Praktische Fragen waren da zweitrangig. Die Aufzüge blieben regelmäßig stecken. Kakerlaken waren allgegenwärtig, kleinere Brände an der Tagesordnung. Im Winter brachte einen das Georgel der Dampfheizungen um den Verstand, im Sommer war mangels Klimaanlagen an Schlaf nicht zu denken. Und das, bevor das Hotel zum Treibhaus des Rock'n'Roll wurde. Der britische Schauspieler Quentin Crisp ist einer der wenigen erklärten Chelsea-Deserteure: ,,Am ersten Tag gab es einen Überfall, am zweiten ein Feuer, am dritten einen Mord.

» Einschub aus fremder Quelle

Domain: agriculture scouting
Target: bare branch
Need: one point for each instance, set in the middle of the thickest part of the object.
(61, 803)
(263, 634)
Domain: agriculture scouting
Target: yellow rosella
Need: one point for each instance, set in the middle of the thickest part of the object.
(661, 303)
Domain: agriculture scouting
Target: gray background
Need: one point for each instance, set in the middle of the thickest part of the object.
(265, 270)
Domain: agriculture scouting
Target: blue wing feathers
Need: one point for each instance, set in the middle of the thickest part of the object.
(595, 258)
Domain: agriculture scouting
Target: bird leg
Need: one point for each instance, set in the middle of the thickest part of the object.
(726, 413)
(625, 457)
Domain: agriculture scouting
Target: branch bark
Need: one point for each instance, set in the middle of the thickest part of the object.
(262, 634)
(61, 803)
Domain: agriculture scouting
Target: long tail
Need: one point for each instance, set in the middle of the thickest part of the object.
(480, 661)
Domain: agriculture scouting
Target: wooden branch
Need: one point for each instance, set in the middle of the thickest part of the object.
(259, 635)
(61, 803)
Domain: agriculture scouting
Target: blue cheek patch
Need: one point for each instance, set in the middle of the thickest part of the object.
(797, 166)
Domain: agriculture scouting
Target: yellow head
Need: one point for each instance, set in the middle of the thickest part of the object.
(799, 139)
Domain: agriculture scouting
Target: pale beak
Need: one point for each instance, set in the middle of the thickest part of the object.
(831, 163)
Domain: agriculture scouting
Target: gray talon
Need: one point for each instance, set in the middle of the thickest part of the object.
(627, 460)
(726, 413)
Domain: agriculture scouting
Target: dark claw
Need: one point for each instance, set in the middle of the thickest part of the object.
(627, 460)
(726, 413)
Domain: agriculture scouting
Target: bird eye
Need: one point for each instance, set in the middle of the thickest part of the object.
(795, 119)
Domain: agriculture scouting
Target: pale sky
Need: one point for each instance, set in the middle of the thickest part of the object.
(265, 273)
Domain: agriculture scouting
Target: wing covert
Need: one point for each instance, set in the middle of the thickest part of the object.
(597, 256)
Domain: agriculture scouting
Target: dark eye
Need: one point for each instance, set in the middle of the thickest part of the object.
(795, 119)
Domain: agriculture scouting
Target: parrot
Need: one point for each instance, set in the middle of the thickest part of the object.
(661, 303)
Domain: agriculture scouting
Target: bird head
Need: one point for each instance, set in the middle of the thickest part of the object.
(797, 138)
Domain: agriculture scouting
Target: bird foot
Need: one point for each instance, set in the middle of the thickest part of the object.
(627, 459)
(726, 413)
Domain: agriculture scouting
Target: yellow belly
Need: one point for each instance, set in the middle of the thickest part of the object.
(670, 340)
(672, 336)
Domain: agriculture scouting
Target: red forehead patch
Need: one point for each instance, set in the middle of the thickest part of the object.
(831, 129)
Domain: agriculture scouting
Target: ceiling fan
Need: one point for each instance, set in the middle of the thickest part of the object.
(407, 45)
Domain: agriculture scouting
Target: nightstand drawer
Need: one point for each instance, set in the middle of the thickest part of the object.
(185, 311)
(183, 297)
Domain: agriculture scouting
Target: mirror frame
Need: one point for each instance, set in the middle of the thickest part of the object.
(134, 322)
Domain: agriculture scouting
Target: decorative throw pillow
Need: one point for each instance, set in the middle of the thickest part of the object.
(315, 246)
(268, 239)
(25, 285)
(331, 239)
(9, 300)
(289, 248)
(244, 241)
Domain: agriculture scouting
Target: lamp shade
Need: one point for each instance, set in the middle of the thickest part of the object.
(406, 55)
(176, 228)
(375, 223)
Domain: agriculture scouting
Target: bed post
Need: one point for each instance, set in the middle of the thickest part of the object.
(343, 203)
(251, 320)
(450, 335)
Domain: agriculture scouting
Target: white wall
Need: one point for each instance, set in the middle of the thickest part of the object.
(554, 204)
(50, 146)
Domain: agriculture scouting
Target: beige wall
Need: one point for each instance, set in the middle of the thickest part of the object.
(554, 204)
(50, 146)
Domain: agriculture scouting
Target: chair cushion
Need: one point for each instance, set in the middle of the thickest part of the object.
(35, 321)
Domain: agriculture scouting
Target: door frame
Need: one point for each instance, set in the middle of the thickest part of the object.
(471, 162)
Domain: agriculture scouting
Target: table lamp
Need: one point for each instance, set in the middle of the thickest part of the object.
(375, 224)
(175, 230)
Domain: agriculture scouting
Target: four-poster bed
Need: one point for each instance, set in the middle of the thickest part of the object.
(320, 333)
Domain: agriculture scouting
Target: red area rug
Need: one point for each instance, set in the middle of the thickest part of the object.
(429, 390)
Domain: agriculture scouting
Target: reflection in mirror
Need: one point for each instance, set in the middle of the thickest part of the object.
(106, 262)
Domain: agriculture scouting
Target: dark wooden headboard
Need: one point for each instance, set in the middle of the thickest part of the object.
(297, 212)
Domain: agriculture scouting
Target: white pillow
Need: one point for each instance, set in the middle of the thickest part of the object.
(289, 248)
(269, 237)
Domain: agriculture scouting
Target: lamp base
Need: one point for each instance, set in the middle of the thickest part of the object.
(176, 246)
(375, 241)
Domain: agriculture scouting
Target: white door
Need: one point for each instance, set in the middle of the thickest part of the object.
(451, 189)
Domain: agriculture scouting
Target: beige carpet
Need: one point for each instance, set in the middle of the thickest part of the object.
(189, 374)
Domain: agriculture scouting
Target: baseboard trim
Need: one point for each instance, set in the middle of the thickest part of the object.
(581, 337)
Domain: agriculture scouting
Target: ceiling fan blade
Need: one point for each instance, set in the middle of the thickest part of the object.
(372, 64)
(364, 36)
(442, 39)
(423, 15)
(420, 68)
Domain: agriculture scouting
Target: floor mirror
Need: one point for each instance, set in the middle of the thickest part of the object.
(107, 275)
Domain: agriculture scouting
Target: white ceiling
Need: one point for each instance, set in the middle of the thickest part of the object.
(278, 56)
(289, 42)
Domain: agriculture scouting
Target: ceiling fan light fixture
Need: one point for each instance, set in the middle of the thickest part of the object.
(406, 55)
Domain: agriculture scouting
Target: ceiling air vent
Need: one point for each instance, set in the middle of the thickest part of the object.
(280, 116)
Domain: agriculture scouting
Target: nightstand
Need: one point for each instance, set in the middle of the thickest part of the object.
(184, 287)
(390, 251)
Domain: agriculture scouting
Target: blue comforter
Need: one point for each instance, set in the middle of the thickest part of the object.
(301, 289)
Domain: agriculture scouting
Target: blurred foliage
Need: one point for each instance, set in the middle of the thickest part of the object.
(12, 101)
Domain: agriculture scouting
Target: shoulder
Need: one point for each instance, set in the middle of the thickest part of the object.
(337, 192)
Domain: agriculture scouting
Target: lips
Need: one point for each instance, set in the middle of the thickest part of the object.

Am fünften bin ich ausgezogen.'' Das hielt ihn allerdings nicht davon ab, wenig später für drei Jahre zurückzukehren.

Was die unterschiedlichen Generationen in ihrer Liebe für dieses Paralleluniversum vereinte, war die Tatsache, dass es mit der banalen Realität draußen so wenig zu tun hatte. ,,Ich fühlte mich dort fast auf Anhieb zu Hause'', schrieb Arthur Miller, der in der Lobby mit Marilyn Monroe stritt. ,,Ich fand den Charme des Chelsea entspannend, seine einzigartige Atmosphäre von unkontrollierbarem Verfall. Es war nicht Teil von Amerika. Keine Staubsauger, kein Geschmack, keine Prüderie. Es war der Gipfel des Surrealen.'' Das beschreibt das Gebäude bis heute. Schwer tragen die Räume nicht nur an den alten Fenstern und den marmornen Kaminen, sondern auch an den mehr oder minder geglückten Versuchen, sich unbürgerlich einzurichten.

Seinen Höhepunkt erlebte das Chelsea in den Sechzigern. Als Stanley Bards die Geschäfte übernahm, war er so jung wie seine Gäste und wurde zu ihrem Freund, Mäzen und Gläubiger. Wer die Miete nicht zahlen konnte, zahlte mit den Bildern, die noch heute in der Lobby hängen. Haschischdampf, E-Gitarren, LSD-Exzesse: Bard akzeptierte alles, solange die Einrichtung intakt blieb. Schließlich waren die Wände dick genug. ,,Die Musiker waren die Nettesten: The Greatful Dead, Jefferson Airplane, die Beachboys.

Probleme gab es höchstens mit den Groupies. In jeder Ecke fanden wir ein paar von ihnen.'' Auch Edie Sedgwick, Warhols glamourösestes Chelsea Girl, war kein einfacher Gast. Mit ihren Zigaretten steckte sie das Hotel mehr als einmal fast in Brand. ,,Sie war ein reizendes, wunderschönes Mädchen'', erinnert sich Bard. ,,Aber sie hat mir einige Kopfschmerzen bereitet.''

Bis zu seinem Rauswurf arbeitete Bard täglich in seinem altmodischen Büro gleich neben der Lobby. Briefe und Fotos stapelten sich dort um einen grünlich flimmernden Computer aus den Achtzigern, hohe Telefonrechnungen lagen über handschriftlichen Briefen. Am liebsten wollte man ihn als Geisel nehmen und nicht in die Pförtnerloge zurück lassen, bevor er das letzte Geheimnis des Chelsea preisgegeben hat. Und auch als der 73-Jährige schon gefeuert war, ließ er sich kaum von seinem Posten vertreiben.

,,Seit 50 Jahren bin ich hier, das Hotel ist mein Leben. Ich werde für die Gäste kämpfen, die schließlich zu den spannendsten und kreativsten Menschen der Welt zählen'', sagt er kämpferisch. Zumindest zählten. Ob das Chelsea seinen brandfleckigen Charme behalten wird oder in ein Boheme-Museum mit Marmorbädern umgewandelt wird, das werden die nächsten Monate zeigen.